Long-lived companies – Record holders are real Methuselah’s
Long-lived companies – Record holders are real Methuselah’s, operating continuously for over ten centuries. Tokyo Shoko Research agency dealing with market research since 1892. It found over 5.5 thousand enterprises that have existed for at least 200 years.
More than half of long-lived companies operate in Japan. There are six in the top ten. Among the aforementioned 5.5 thousand – up to 3100. As the reason for this dominance, scientists point to the island’s location of the country and centuries-old isolation.
Most of these long-lived businesses are family businesses, emphasizes prof. Toshio Goto from Japan University of Economics. He sees the root cause of their longevity in the system known as Ie. It is a set of rules determining the position of individual family members, and most importantly – the rules of inheritance of property.
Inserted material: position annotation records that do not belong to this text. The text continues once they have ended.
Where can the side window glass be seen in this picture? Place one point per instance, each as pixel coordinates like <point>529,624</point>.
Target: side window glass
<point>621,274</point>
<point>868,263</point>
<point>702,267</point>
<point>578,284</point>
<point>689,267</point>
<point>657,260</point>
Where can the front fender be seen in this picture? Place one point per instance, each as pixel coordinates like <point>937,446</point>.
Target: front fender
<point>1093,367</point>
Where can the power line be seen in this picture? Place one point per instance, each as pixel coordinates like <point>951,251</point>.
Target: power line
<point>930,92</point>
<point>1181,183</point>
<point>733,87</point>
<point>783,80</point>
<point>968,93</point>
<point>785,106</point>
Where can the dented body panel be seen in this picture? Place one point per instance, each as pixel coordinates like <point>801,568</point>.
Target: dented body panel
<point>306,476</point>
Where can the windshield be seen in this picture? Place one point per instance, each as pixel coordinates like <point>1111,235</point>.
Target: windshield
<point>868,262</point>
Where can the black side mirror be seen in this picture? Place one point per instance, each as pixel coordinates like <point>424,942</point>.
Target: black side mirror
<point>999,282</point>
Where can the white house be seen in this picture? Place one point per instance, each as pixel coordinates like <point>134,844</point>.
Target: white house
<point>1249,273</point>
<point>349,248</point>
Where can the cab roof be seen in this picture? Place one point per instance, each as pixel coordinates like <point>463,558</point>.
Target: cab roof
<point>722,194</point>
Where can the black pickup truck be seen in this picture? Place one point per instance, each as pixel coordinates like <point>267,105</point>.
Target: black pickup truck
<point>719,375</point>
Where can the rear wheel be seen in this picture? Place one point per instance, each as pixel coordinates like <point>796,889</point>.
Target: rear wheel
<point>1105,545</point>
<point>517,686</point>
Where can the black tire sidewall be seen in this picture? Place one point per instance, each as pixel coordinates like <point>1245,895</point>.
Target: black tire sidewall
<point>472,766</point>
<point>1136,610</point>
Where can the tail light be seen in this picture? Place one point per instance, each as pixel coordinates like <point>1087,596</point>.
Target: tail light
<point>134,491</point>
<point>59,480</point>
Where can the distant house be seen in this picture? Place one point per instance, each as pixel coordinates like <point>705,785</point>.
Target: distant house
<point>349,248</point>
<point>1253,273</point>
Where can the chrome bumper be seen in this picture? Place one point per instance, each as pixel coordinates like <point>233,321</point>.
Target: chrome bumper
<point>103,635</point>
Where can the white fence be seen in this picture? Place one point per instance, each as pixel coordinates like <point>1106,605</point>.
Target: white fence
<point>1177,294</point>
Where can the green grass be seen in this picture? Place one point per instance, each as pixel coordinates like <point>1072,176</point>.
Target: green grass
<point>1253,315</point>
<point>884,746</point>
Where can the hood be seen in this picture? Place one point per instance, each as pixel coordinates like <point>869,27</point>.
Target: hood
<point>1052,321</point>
It began to take shape in the XII century, when Japan plunged into the chaos of civil wars. The survival of families living in constant danger depended on the strength and intellect of their leaders. According to eternal tradition, the eldest son should be the head of the family. In wartime, however, this only worked if he had the warrior’s qualities and talents. If he did not have them, the family was in grave danger.
To prevent it, the so-called adoption Ie. It consisted in the fact that the aging patriarch of the family found a young, promising man. Which he provided with appropriate education. When the chosen one met his expectations and proved himself in battle, he became the official heir. All other family members had to submit to him. The Ie system thus replaced traditional blood ties and prevented the division of property between heirs. As a result, the estate, workshop, and trading company passed from generation to generation in an unchanged form.
Rules tested in warrior families were adopted by other social groups, especially merchants and craftsmen. In the XVII century, Ie was formally introduced into the legal system and was in force until the end of World War II. When civil law changed under pressure from Americans, it gave all children equal shares in the parents’ estate. This threatened old family businesses, but the tradition turned out to be strong enough that many of them survived to this day. Professor Toshio Goto calls them the Japanese treasure.